The benefits enjoyed put them in position seen by the workers and the community at large as the owners of the companies. At the end of the day the CEO take home quite handsome packages that warrant them to become millionaires while the factory workers struggle in their lifetimes to offset minor bills needed for their basic life. It is an appreciable fact that through their contributions, the companies attract shareholders who in return earn benefits out of their investments in the company.However the trend in the progress of the increasing disparity is a clear cause to scare investors and demoralize the workers of the company alike.

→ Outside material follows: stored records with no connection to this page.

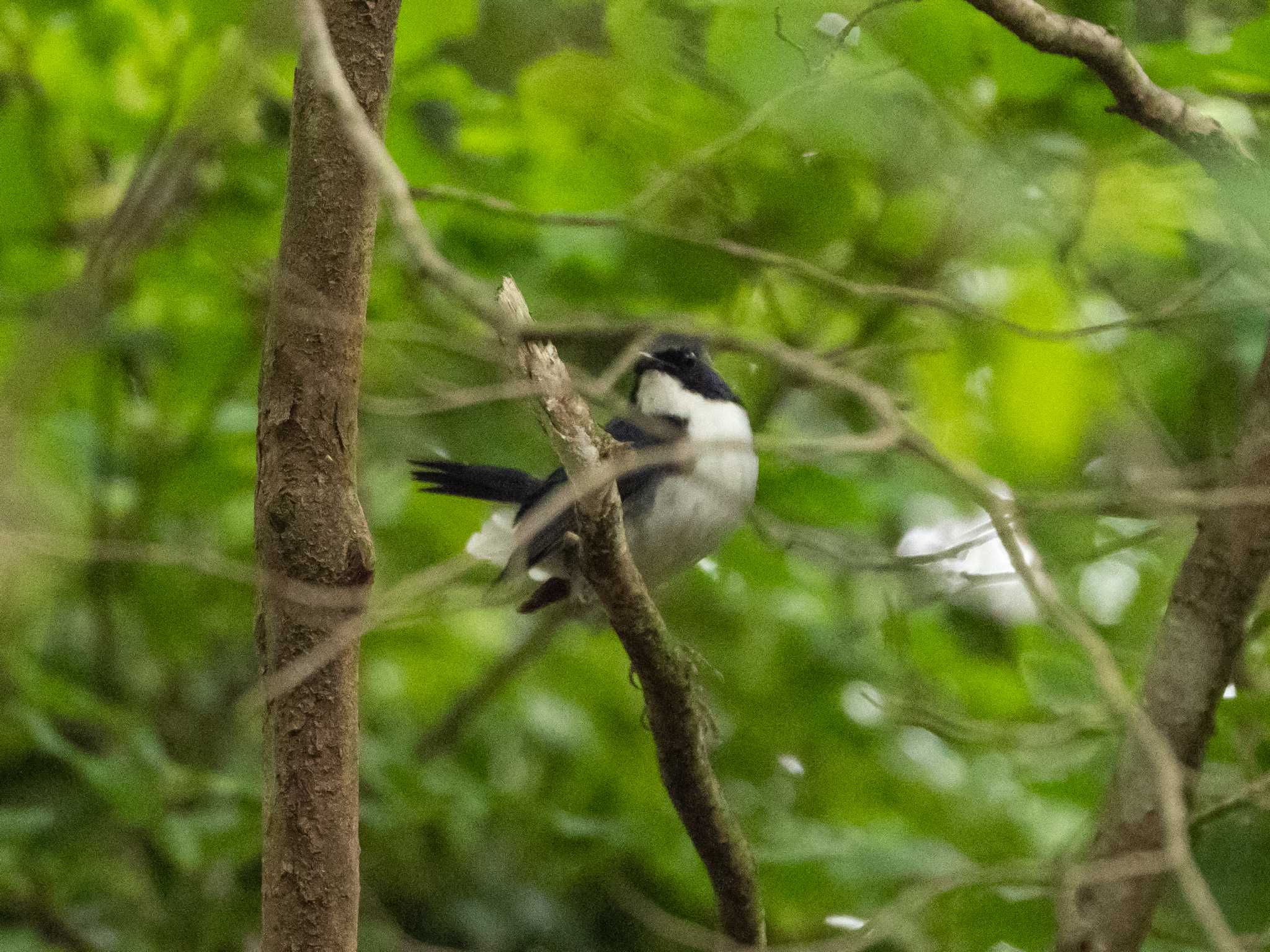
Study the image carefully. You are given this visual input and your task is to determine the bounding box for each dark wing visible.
[508,416,685,569]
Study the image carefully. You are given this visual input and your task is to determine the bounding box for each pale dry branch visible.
[969,0,1256,174]
[412,185,1214,343]
[302,19,765,945]
[498,278,766,946]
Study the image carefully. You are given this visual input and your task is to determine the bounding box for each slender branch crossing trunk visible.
[255,0,399,952]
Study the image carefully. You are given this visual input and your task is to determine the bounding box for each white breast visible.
[626,371,758,584]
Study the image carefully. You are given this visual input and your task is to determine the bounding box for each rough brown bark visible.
[1059,349,1270,952]
[498,278,767,947]
[255,0,399,952]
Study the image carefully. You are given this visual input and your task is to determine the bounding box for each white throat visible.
[635,371,753,444]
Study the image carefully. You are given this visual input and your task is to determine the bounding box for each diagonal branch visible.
[300,0,766,946]
[1060,349,1270,952]
[969,0,1270,952]
[498,278,765,946]
[969,0,1256,174]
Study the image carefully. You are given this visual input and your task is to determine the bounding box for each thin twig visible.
[498,278,766,946]
[969,0,1256,174]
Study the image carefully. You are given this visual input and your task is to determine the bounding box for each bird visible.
[411,335,758,614]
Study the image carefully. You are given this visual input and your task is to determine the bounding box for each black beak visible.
[635,350,665,377]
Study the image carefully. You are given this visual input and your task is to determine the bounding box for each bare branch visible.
[1062,348,1270,952]
[303,17,765,945]
[411,185,1209,342]
[498,278,766,946]
[255,0,399,952]
[969,0,1256,173]
[1191,773,1270,826]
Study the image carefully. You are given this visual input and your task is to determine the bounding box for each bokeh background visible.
[0,0,1270,952]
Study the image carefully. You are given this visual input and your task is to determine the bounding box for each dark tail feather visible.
[411,459,542,504]
[515,576,571,614]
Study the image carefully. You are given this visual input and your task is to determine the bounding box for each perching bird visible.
[411,338,758,613]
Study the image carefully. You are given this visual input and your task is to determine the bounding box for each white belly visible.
[626,439,758,585]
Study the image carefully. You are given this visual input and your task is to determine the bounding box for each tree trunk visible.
[255,0,400,952]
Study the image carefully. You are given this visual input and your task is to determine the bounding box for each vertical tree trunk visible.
[255,0,400,952]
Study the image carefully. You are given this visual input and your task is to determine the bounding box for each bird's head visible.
[631,335,740,419]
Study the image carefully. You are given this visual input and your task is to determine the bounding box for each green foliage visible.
[0,0,1270,952]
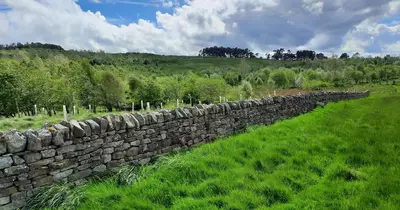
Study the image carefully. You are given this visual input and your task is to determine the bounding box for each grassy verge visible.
[32,92,400,210]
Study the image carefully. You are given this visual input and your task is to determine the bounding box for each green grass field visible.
[34,91,400,210]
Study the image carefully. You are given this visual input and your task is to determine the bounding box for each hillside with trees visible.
[0,43,400,117]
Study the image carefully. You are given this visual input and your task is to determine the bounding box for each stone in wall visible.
[0,92,369,209]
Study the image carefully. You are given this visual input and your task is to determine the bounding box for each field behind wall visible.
[27,89,400,209]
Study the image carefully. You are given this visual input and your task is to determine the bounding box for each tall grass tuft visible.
[114,165,139,186]
[27,184,85,210]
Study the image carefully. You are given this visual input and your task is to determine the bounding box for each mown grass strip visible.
[33,96,400,209]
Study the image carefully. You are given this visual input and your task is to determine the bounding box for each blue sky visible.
[77,0,177,25]
[0,0,400,55]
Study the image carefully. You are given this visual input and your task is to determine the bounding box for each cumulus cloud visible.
[0,0,400,55]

The success of CEOs depends on their credibility, transparent and represents the highest degree of integrity. This requirement is also taken as a justification for their hefty remuneration packages. The shareholders of the respective company are the most appropriate individuals suited to address the disparity issues. The shareholders are the rightful owners of the company and therefore the board of directors should act as per their guidelines.Much attention should be diverted from whatever the gains they reap from the company in form of dividends but rather concentrate on the significant percentage of the company’s profit pocked by a single CEO.
The welfare of the factory workers needs to be given an appropriate attention. Most of the workers perform their duties in extremely difficult and risky situation. The risks are mostly ignored as they are not given the relevant rewards and financial coverage. This also contributes to the widening gap between their payments and those of the CEO.